Penn State Leaders Developing Plans For Fall Return, With Final Decision To Come
Penn State is still aiming to bring students back to its campuses in the fall, and is coming up with plans for how to do that safely. That was one of the topics during a virtual town hall university leaders held Tuesday.
Vice President for Student Affairs Damon Sims is leading a task force focused on the return to campus and community.
He said they’re considering everything including changing the academic calendar; a blend of remote and in-person classes; and safety protocols to try to minimize risks to students and faculty.
“From my perspective, the greater challenge is going to be found outside the classroom where we have less ability to control things," Sims said.

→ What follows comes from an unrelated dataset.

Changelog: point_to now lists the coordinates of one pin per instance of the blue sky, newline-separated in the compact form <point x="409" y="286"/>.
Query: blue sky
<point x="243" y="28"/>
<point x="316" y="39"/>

He said students’ typical extracurricular social lives are going to lead to challenges to minimize the risks COVID-19 poses. He said those could include interactions at fraternities, off campus housing, dining facilities, on buses, in student organizations, and at coffee shops and lounges.
He noted two-thirds of students live off-campus at University Park.
Sims’ task force is workingwith the public health and science group to look at issues including testing, contact tracing, quarantining, masks, strategies for social distancing and compliance.
The university has said it will announce plans for the fall by June 15.
Penn State President Eric Barron reiterated the objective is to return to campuses in the fall, but said the decision is not final and the university is continuing to gather information.
“If there’s serious concerns, then we may have to rethink the plans," Barron said. "We’re operating as if we will, but we’ll have these checkpoints to make sure we can do it safely.”
Barron said the university is not considering a change in tuition for the fall, even if classes are a mix of online and in-person.
The university is also looking at a phased approach for returning employees to in-person work, Lorraine Goffe, vice president for human resources, said.
“The key is to gradually bring the workforce back, some percentage, maybe 20% of the workforce, work with unit leaders, because they’re the best to know how many people need to return and do their work on site," Goffe said. "And then have time to assess and see how things are going. And then, if we need to adjust, we’ll certainly adjust, and then transition another group in.”
Factors will include who needs to return to campus and who has concerns about returning. Goffe said there’s no definitive timeline for that yet, but more information will be coming from the university in the next few weeks.